The poet and eco-artist, who has a Ph.D. in English from UVA, lives on Shannon Farm Community, an intentional community in Nelson County with 500 acres owned in common by the people who live there. “This big property has beautiful wetland areas and open meadows and communal organic gardens, and they would have been plowed through by the pipelines,” she says, referring to one of Dominion Resources’ proposed routes for its planned 550-mile natural gas pipeline from West Virginia to North Carolina.
“I chose a lifestyle that isn’t about money and things,” says Williams. “It’s about being here, on this land, living with other people together.
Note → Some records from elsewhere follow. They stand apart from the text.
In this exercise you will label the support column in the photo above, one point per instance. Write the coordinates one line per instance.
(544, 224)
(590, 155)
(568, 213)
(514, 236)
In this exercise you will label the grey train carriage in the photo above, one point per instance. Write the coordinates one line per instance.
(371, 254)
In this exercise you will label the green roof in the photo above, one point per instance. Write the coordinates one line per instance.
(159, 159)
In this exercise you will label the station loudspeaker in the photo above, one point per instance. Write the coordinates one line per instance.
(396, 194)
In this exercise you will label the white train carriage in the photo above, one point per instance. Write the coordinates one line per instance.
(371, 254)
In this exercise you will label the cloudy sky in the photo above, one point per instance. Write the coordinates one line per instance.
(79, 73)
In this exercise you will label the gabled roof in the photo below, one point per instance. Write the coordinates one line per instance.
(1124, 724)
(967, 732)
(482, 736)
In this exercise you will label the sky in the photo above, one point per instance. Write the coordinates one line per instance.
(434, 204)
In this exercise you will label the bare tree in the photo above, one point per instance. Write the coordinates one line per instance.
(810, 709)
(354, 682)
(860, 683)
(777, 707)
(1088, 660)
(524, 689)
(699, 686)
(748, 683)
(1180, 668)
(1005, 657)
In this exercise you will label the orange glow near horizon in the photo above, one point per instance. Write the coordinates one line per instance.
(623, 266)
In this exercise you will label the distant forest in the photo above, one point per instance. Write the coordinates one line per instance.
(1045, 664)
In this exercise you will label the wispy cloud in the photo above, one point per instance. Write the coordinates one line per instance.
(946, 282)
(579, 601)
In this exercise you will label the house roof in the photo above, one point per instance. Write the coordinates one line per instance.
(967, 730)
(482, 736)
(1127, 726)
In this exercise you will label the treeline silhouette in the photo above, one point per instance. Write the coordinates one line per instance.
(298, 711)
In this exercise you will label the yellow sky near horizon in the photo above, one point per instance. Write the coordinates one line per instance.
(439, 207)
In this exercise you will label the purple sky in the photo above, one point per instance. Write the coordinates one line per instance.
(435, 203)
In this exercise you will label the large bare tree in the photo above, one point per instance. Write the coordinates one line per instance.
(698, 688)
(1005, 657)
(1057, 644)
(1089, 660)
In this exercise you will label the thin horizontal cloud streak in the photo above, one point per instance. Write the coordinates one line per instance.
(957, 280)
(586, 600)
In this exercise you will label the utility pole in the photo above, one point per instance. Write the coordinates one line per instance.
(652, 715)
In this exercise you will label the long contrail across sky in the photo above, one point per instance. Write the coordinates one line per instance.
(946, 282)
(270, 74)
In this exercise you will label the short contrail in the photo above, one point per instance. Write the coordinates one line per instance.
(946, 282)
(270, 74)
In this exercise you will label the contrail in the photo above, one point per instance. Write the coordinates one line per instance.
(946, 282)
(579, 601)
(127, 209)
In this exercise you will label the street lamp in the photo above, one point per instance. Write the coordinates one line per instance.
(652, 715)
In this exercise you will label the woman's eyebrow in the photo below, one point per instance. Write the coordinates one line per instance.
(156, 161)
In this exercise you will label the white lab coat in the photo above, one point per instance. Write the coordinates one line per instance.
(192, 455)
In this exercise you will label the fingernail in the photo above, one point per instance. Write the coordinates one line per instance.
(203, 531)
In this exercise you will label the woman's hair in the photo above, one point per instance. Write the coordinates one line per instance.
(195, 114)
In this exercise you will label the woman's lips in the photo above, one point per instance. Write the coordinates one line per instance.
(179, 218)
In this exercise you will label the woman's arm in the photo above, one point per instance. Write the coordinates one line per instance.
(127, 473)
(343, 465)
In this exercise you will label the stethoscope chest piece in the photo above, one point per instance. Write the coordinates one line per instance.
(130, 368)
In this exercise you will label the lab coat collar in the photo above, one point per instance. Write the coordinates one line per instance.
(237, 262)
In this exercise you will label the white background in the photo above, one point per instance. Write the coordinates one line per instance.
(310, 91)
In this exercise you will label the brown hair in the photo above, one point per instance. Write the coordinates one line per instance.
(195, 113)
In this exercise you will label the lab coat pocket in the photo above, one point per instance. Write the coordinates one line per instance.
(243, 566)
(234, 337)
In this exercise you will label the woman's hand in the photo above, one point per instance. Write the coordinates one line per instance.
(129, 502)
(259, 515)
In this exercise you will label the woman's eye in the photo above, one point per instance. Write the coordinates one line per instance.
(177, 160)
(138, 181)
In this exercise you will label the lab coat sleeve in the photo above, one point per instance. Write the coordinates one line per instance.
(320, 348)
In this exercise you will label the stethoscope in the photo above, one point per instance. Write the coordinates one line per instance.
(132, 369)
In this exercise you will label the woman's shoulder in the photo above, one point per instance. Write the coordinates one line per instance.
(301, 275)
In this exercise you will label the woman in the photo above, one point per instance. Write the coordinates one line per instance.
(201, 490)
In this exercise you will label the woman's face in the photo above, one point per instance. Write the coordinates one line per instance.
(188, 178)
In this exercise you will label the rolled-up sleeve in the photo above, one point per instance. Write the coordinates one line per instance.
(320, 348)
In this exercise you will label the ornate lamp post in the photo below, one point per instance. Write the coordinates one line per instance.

Something that’s hard to touch on with numbers and dollars is what happens to your heart when your place is ripped away from you. There are birds that are dependent on deep woods environment. What happens to the wood thrush, the whippoorwill, the barn owl, when these trees are gone? What happens to me? What kind of spiritual desolation do I experience?”
She says that many members of Shannon Farm are working against Dominion’s Atlantic Coast Pipeline, not just because it threatens to “carve an enormous swath” through their backyard but because pipelines are a regional and statewide issue.
“Natural gas pipelines, in general, are a very bad idea,” she says. “How they leak methane, how environmental protections are often ignored by state-based departments, how rivers and streams and well water is polluted. We also learned about how energy companies can earn money from a pipeline even when the ‘need’ for it is not really substantiated.”
So Williams’ interest piqued when she read about Canadian artist Peter von Tiesenhausen, who waylaid a mining company when he registered his 800 acres as intellectual property in the form of land art.
According to an article in the Cantech Letter, von Tiesenhausen explained that any disturbance to the top six inches of his property would constitute a copyright violation—and, ideally, a prohibitively expensive legal battle that dissuades installation of a pipeline.
“I’m not a legal scholar, and I didn’t know if there was any precedent for doing this kind of thing in the U.S., but I thought I would imitate it here,” Williams says.
The lifelong poet reviewed her work and found a large number of poems with roots in Nelson County. Next, she set about creating sculptural containers and assemblages that would integrate her writing with the landscape.
“I wanted to make land art like the projects of Andrew Goldsworthy, whose works are intended to fade back into the landscape because they are created out of natural elements like twigs and leaves,” she says.
Ultimately, Williams made 16 different containers out of local biodegradable materials, including clay bowls, cedar boxes, felted bags and fire-hardened bamboo. Community members donated many of these materials, all of which hold up well in rain, snow and the humidity of Virginia summers.
She sealed the cases with local beeswax and placed each piece in the location referred to in its poem. “This included hauling two of the pieces up to the trees in an area we call the Beech Grove, which is on a ridgeline, because those trees would have been taken down by the pipeline,” she says.
As soon as the project was installed in the field, she had a documentary photographer take pictures of each piece, which she submitted as a collective eco-art trail for copyright registration with the U.S. Copyright Office.
“As a maker you own the copyright as soon as you make it, but you register that copyright if you anticipate some kind of legal issue,” she says, which is an important distinction for artists-turned-activists.
Because land art derives its meaning from its precise location, an eminent domain lawyer would likely recognize that you can’t just put it somewhere else and maintain its value.
So does the theory work in practice?
Hard to say, because no precedent exists and Williams’ work hasn’t been put to the test. Though she’s collecting examples of successful art-as-environmental-protest tactics, she points to the fact that most battles are won by fights on multiple fronts.
“When we learned that the preferred route [of the pipeline] was now not going to run across this land, I felt it essential to keep up the fight to help other landowners and other people,” she says. “I also don’t trust Dominion; that they won’t move it back.”
Williams wants to inspire others to consider land-art protests of their own. “The best-case scenario is that the energy companies wake up and realize the future lies in renewables, and if they want to do their shareholders a favor, they will move in that direction with all of their money and their R&D and their publicity,” she says.
All proceeds from Walking Wildwood Trail: Poems and Photographs, a book of poetry and photography documenting her project, benefit Friends of Nelson and Wild Virginia. The significance, she hopes, reaches everyone.
“The words of poets speak to people’s hearts, she says. “It allows them to figure forth their own attachments to the trees and the water and the land.”